Regiobouw heeft in principaal appel geconcludeerd dat het hof het eindvonnis zal bekrachtigen en de vorderingen van [appellant] zal afwijzen, met veroordeling van hem in de kosten in principaal appel. In het incidentele appel heeft Regiobouw geconcludeerd tot vernietiging van het eindvonnis en in zoverre opnieuw recht doende - uitvoerbaar bij voorraad - voor recht te verklaren dat het dienstverband tussen partijen met ingang van 4 december 2009 rechtsgeldig door opzegging is geëindigd en [appellant] te veroordelen tot betaling aan Regiobouw van een bedrag van

€ 57.620,83, met veroordeling van [appellant] in de kosten van het geding in het incidentele appel.

Beide partijen hebben in hoger beroep bewijs van hun stellingen aangeboden.
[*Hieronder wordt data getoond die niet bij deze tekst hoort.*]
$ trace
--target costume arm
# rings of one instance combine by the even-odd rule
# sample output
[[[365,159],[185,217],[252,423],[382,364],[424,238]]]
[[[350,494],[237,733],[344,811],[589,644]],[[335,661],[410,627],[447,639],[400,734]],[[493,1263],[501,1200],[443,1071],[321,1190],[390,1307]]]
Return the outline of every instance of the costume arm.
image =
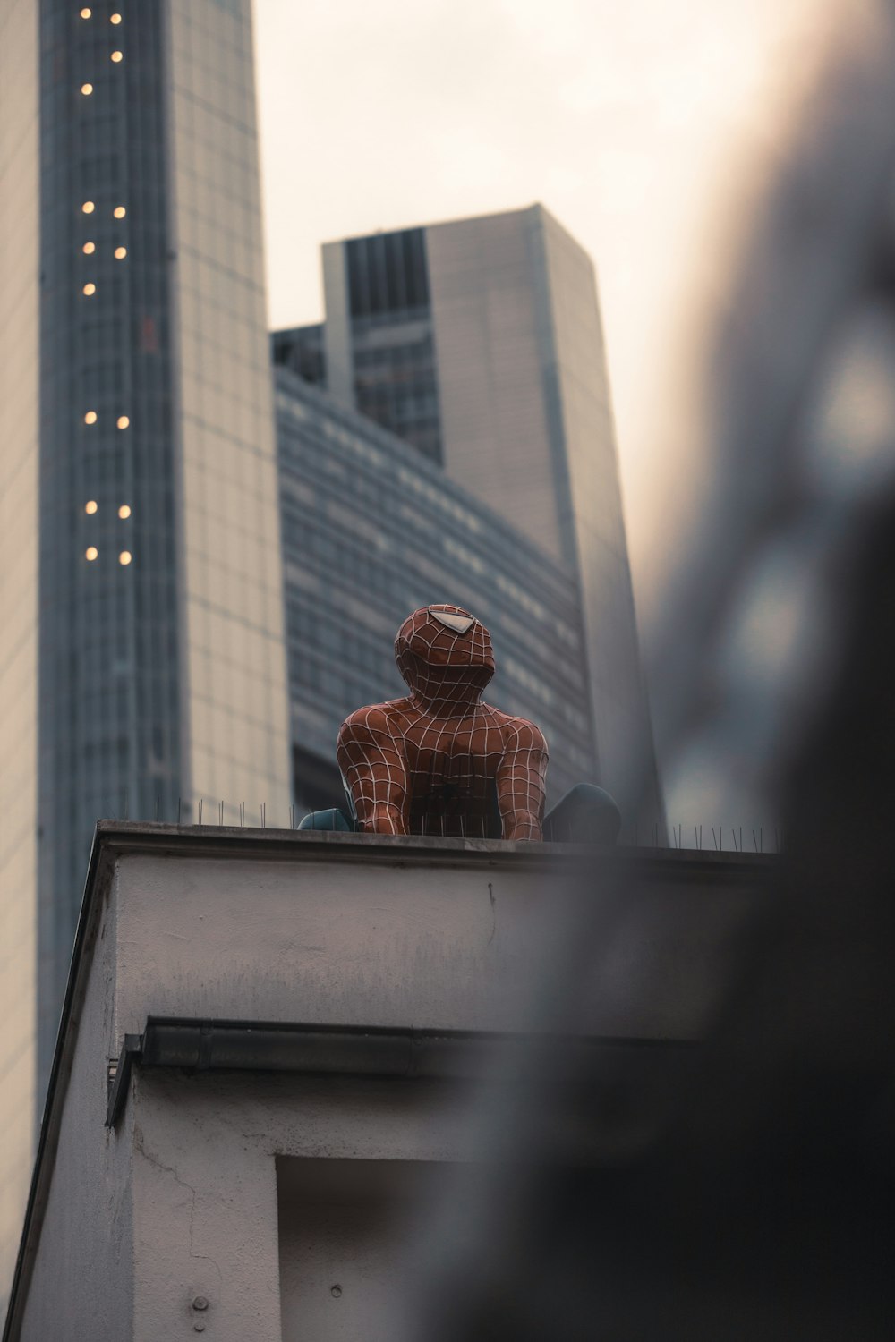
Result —
[[[498,808],[505,839],[541,839],[546,794],[547,742],[539,727],[519,718],[506,729],[498,765]]]
[[[378,707],[358,709],[342,723],[335,758],[364,833],[405,835],[409,805],[400,738]]]

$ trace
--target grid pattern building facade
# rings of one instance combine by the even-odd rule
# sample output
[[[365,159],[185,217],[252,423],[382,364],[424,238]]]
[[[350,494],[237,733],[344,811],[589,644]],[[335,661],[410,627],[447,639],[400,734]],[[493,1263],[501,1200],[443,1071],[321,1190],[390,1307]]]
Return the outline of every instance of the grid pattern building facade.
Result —
[[[448,603],[491,631],[487,698],[550,749],[547,800],[596,772],[574,573],[368,417],[278,368],[276,423],[295,792],[338,805],[341,722],[407,694],[394,635]]]
[[[624,794],[645,777],[640,819],[664,828],[590,258],[533,205],[327,243],[323,282],[333,395],[577,573],[597,780]]]
[[[5,1279],[95,819],[290,761],[250,3],[0,24]]]

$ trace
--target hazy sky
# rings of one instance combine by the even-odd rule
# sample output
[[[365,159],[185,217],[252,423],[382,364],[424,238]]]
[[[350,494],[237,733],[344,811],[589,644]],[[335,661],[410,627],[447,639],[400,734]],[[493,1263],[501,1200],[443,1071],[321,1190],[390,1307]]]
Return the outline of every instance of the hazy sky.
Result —
[[[326,239],[542,201],[597,264],[643,582],[682,294],[722,283],[718,216],[773,161],[825,9],[255,0],[271,325],[322,315]]]

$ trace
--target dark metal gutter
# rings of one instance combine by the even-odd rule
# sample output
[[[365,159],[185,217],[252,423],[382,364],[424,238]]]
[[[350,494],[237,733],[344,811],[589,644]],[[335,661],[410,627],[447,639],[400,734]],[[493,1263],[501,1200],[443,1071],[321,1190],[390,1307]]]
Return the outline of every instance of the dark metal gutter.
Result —
[[[506,1068],[507,1055],[538,1064],[546,1049],[562,1067],[581,1066],[574,1055],[594,1048],[616,1055],[662,1052],[684,1056],[695,1044],[655,1039],[572,1039],[467,1031],[263,1024],[258,1021],[180,1020],[150,1016],[142,1035],[126,1035],[110,1068],[106,1127],[114,1127],[126,1103],[130,1074],[170,1067],[189,1072],[291,1072],[298,1075],[468,1078]]]

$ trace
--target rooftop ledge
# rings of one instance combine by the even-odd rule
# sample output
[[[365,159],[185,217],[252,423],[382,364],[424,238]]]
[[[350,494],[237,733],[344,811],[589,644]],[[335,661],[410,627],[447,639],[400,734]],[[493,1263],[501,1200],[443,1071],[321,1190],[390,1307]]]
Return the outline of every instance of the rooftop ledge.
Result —
[[[90,871],[94,872],[103,852],[170,852],[172,856],[212,856],[242,852],[252,858],[295,859],[326,855],[331,862],[386,862],[411,864],[467,864],[499,863],[513,867],[534,864],[580,864],[592,870],[616,862],[631,863],[633,868],[660,864],[672,872],[691,868],[723,871],[741,868],[755,871],[772,866],[774,854],[717,852],[703,848],[651,848],[620,844],[616,848],[596,848],[589,844],[531,843],[507,839],[447,839],[439,835],[362,835],[322,829],[255,829],[233,825],[173,825],[144,820],[99,820],[94,835]],[[90,878],[89,878],[90,883]]]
Ten slotte is arrest gevraagd.

2 De feiten

De kantonrechter heeft in het bestreden eindvonnis onder het kopje “De feiten” onder 1 tot en met 18, een aantal feiten vastgesteld. Met grief I in het principale appel komt [appellant] op tegen een tweetal onderdelen van de vaststelling onder 1: volgens [appellant] was hij werkzaam tegen een bruto loon van € 4.129,60 per vier weken en niet zoals de kantonrechter heeft vastgesteld van € 4.099,20 bruto per vier weken. Voorts dient de omschrijving van de werkzaamheden als volgt te luiden: “De werkzaamheden van [appellant] bestonden tot 2008 uit het toezicht op het bouwproces en de algehele leiding over het bouwproces op de bouwplaats van het begin tot het eind totdat [appellant] in 2007 arbeidsongeschikt is geworden,. Naar aanleiding van zijn (blijvende) arbeidsongeschiktheid voor deze werkzaamheden is aan [appellant] een nieuwe functie aangeboden, waarbij de werkzaamheden bestonden uit het toezicht op de oplevering van woningen, op het verhelpen van klachten en de nazorg.” Het hof zal hierop terugkomen. Met grief I in het principale appel komt [appellant] eveneens op tegen de vaststelling door de kantonrechter onder 13 dat Regiobouw heeft voorgesteld de arbeidsovereenkomst met wederzijds goedvinden te beëindigen tegen betaling van een vergoeding van € 29.000,= bruto, waarbij [appellant] de voor hem geldende drie maanden opzegtermijn voor zijn rekening zal nemen. Ook daarop komt het hof hierna terug. Voor het overige zijn de vastgestelde feiten niet in geschil en dienen zij derhalve ook het hof als uitgangspunt.

3 Beoordeling

3.1.

Het gaat in deze zaak om het volgende.

(i) [appellant], geboren op 13 oktober 1950, is op 19 juni 1989 bij (de rechtsvoorganger van) Regiobouw in dienst getreden.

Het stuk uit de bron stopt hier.